Hakikat Syukur: Kunci Keberkahan dan Penambah Nikmat Allah

  • 05 Feb 2026 07:03 WIB
  •  Sampang

RRI.CO.ID, Sampang - Kajian Mutiara Pagi di RRI Sampang, Kamis, 5 Februari 2026, mengupas tuntas hakikat syukur yang sering kali disalahpahami oleh banyak manusia. Syukur ditegaskan bukan sekadar ucapan lisan, melainkan sebuah ibadah agung yang mencakup pengakuan hati dan manifestasi dalam perbuatan nyata.

Penyuluh Agama Islam KUA Kecamatan Jrengik, Fahrianto menjelaskan kutipan pendapat Imam Ibnu Qayyim, syukur didefinisikan sebagai pengaruh nikmat Allah melalui pujian di lisan, rasa cinta di hati, serta ketaatan pada anggota badan.

Dalam kajian Mutiara Pagi tersebut, ditekankan pentingnya mengingat janji Allah dalam Al-Qur'an, khususnya Surah Ibrahim ayat 7.

“Ayat tersebut menjadi peringatan keras bahwa barangsiapa yang bersyukur, maka Allah akan menambah nikmat-Nya, namun bagi mereka yang kufur, azab yang pedih telah menanti. Landasan teologis ini mengajak masyarakat untuk menyadari bahwa setiap kelebihan yang dimiliki adalah titipan yang harus dipertanggungjawabkan melalui rasa terima kasih kepada Sang Pencipta,” ucapnya.

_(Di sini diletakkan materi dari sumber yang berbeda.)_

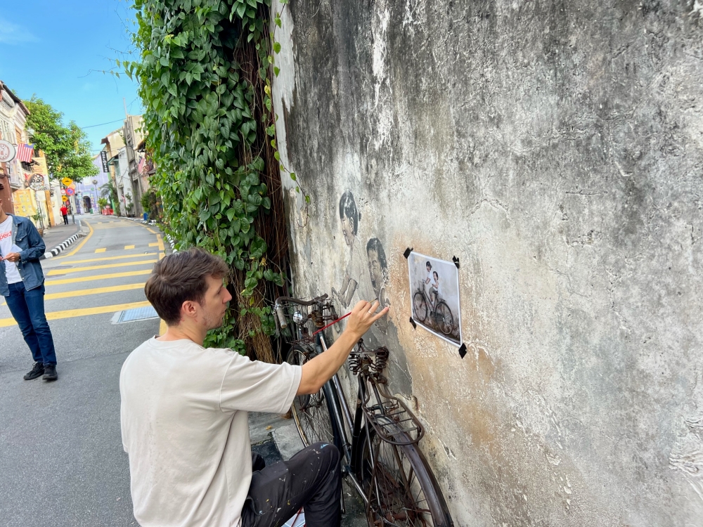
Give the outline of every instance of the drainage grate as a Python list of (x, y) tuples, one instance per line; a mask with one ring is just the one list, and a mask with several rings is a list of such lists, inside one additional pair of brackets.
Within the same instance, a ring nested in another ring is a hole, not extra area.
[(113, 324), (124, 324), (127, 322), (136, 322), (136, 320), (146, 320), (150, 318), (158, 318), (159, 315), (151, 306), (143, 308), (134, 308), (134, 309), (127, 309), (124, 311), (118, 311), (112, 317)]

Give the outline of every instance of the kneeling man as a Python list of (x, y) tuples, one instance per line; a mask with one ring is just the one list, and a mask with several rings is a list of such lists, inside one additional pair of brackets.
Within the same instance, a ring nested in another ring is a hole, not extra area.
[(134, 516), (142, 527), (273, 527), (304, 506), (309, 527), (337, 526), (335, 446), (252, 471), (247, 412), (285, 413), (296, 395), (317, 393), (388, 308), (360, 301), (337, 341), (302, 367), (252, 361), (202, 347), (232, 299), (228, 274), (221, 259), (191, 249), (159, 261), (147, 281), (168, 330), (134, 350), (120, 376)]

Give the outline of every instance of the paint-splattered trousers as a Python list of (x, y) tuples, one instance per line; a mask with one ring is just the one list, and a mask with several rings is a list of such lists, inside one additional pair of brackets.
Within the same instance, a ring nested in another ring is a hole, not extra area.
[(242, 527), (280, 527), (300, 507), (305, 508), (307, 527), (339, 527), (342, 474), (334, 445), (316, 443), (269, 467), (258, 454), (252, 461)]

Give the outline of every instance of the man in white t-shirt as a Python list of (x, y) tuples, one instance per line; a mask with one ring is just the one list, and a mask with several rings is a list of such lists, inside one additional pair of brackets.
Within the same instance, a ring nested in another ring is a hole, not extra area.
[[(0, 190), (3, 180), (0, 178)], [(44, 312), (44, 276), (39, 258), (46, 249), (27, 218), (6, 214), (0, 198), (0, 296), (17, 322), (34, 365), (25, 380), (58, 379), (56, 350)]]
[(134, 350), (120, 377), (134, 516), (142, 527), (273, 527), (304, 506), (309, 527), (338, 526), (337, 450), (315, 443), (252, 473), (247, 412), (285, 413), (296, 395), (317, 393), (387, 308), (359, 302), (337, 341), (302, 367), (252, 361), (202, 347), (232, 299), (228, 271), (191, 249), (159, 261), (147, 281), (168, 330)]

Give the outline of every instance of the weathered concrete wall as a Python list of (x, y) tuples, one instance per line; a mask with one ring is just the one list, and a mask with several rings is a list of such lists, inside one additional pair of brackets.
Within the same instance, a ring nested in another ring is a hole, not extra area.
[[(385, 286), (374, 337), (457, 525), (703, 526), (702, 17), (699, 0), (285, 8), (278, 144), (311, 197), (288, 197), (297, 292)], [(460, 259), (464, 359), (408, 323), (408, 247)]]

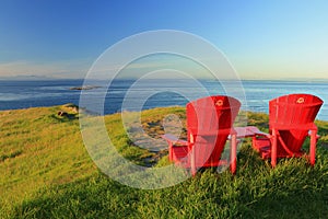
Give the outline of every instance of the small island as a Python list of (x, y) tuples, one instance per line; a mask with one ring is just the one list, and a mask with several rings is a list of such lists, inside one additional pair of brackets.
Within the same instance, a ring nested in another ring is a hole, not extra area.
[(81, 91), (81, 90), (92, 90), (92, 89), (98, 89), (99, 85), (82, 85), (82, 87), (72, 87), (70, 90), (72, 91)]

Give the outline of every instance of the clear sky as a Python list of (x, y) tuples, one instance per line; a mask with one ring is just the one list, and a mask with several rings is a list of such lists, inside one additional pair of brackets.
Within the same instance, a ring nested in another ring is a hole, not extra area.
[(328, 79), (326, 0), (0, 0), (0, 77), (83, 78), (130, 35), (178, 30), (221, 49), (242, 79)]

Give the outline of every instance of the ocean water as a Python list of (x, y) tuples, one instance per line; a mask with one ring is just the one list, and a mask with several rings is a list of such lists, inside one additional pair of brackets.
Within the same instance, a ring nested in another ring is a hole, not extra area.
[[(328, 82), (306, 81), (186, 81), (186, 80), (115, 80), (91, 81), (92, 90), (70, 90), (82, 87), (83, 80), (7, 81), (0, 80), (0, 111), (73, 103), (99, 114), (140, 111), (160, 106), (186, 105), (204, 95), (229, 94), (243, 99), (243, 110), (268, 113), (271, 99), (290, 93), (309, 93), (324, 100), (317, 116), (328, 120)], [(108, 89), (107, 89), (108, 87)], [(83, 95), (80, 102), (80, 96)]]

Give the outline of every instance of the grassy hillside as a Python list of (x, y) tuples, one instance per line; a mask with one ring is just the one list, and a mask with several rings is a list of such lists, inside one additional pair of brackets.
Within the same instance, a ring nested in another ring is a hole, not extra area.
[[(68, 112), (58, 116), (57, 112)], [(147, 135), (164, 132), (163, 118), (183, 107), (142, 112)], [(71, 105), (0, 112), (0, 218), (325, 218), (328, 215), (328, 123), (316, 122), (317, 162), (280, 160), (276, 169), (243, 143), (237, 174), (206, 170), (176, 186), (142, 191), (103, 175), (90, 159)], [(268, 116), (248, 113), (248, 125), (267, 130)], [(168, 163), (133, 145), (120, 116), (105, 117), (121, 154), (152, 166)], [(167, 127), (166, 127), (167, 128)], [(305, 148), (308, 146), (306, 145)]]

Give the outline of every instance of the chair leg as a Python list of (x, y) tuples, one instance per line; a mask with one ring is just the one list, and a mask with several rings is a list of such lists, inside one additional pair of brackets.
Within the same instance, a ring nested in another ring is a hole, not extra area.
[(237, 137), (236, 135), (232, 135), (231, 138), (231, 172), (232, 174), (236, 173), (237, 169)]
[(278, 140), (278, 131), (273, 128), (272, 130), (272, 146), (271, 146), (271, 165), (276, 168), (277, 165), (277, 140)]
[(309, 146), (309, 163), (314, 165), (316, 162), (316, 145), (317, 145), (317, 130), (311, 131), (311, 146)]
[(197, 169), (196, 169), (196, 161), (195, 161), (195, 148), (192, 147), (191, 149), (191, 154), (190, 154), (190, 171), (191, 171), (191, 175), (195, 176), (197, 173)]

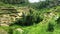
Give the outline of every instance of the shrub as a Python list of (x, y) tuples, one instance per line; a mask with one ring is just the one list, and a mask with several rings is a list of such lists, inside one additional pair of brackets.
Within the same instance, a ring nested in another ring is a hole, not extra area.
[(34, 23), (37, 24), (43, 20), (42, 18), (40, 18), (40, 14), (37, 11), (33, 11), (32, 9), (30, 9), (29, 12), (30, 12), (30, 14), (27, 16), (23, 13), (23, 15), (22, 15), (23, 18), (18, 19), (16, 21), (16, 23), (19, 25), (28, 26), (28, 25), (32, 25)]

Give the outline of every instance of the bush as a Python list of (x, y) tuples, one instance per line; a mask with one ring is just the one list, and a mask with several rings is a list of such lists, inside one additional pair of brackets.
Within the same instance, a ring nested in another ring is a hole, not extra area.
[(25, 26), (29, 26), (29, 25), (32, 25), (34, 23), (39, 23), (40, 21), (42, 21), (43, 19), (40, 18), (40, 14), (37, 12), (37, 11), (33, 11), (32, 9), (29, 10), (30, 14), (29, 15), (25, 15), (23, 13), (22, 15), (22, 19), (18, 19), (16, 21), (17, 24), (19, 25), (25, 25)]
[(49, 32), (53, 32), (54, 31), (54, 25), (53, 24), (51, 24), (51, 23), (48, 24), (48, 31)]

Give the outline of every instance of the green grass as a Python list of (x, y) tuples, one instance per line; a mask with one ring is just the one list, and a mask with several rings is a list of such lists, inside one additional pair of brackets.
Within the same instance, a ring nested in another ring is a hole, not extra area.
[[(0, 6), (9, 6), (8, 4), (1, 4)], [(12, 5), (11, 5), (12, 6)], [(45, 8), (45, 9), (41, 9), (40, 12), (40, 16), (44, 17), (43, 14), (47, 13), (47, 12), (53, 12), (55, 14), (55, 7), (53, 8)], [(56, 9), (58, 10), (60, 8), (60, 6), (57, 6)], [(5, 27), (2, 26), (0, 27), (0, 29), (4, 29), (7, 32), (9, 31), (9, 29), (12, 29), (11, 31), (13, 31), (13, 34), (20, 34), (20, 32), (16, 31), (15, 29), (17, 28), (21, 28), (23, 30), (23, 34), (60, 34), (60, 24), (56, 24), (55, 22), (55, 16), (59, 17), (60, 12), (56, 12), (56, 15), (52, 15), (50, 17), (47, 16), (43, 18), (46, 19), (38, 24), (33, 24), (31, 26), (19, 26), (19, 25), (13, 25), (13, 26), (9, 26), (9, 27)], [(48, 14), (49, 15), (49, 14)], [(52, 18), (51, 18), (52, 17)], [(54, 25), (54, 31), (53, 32), (49, 32), (47, 31), (48, 29), (48, 24), (51, 23)], [(11, 33), (11, 32), (10, 32)]]

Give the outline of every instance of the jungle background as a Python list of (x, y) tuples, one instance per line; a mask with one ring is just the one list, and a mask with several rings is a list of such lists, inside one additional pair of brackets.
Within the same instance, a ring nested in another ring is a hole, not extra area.
[(60, 0), (0, 0), (0, 34), (60, 34)]

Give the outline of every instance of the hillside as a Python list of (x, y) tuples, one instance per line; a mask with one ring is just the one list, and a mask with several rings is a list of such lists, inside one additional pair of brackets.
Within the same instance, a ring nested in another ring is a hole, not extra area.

Ditekankan bahwa fondasi utama dari segala bentuk syukur adalah keyakinan hati bahwa seluruh nikmat berasal murni dari Allah, bukan semata-mata hasil usaha atau kepandaian manusia. Dengan menanamkan rasa syukur di hati, seorang hamba akan terhindar dari sifat sombong dan iri hati terhadap pencapaian orang lain.

“Pemahaman ini diharapkan dapat meningkatkan keimanan dan menjadikan masyarakat sebagai pribadi yang lebih religius dan tawadhu,” katanya, mengakhiri.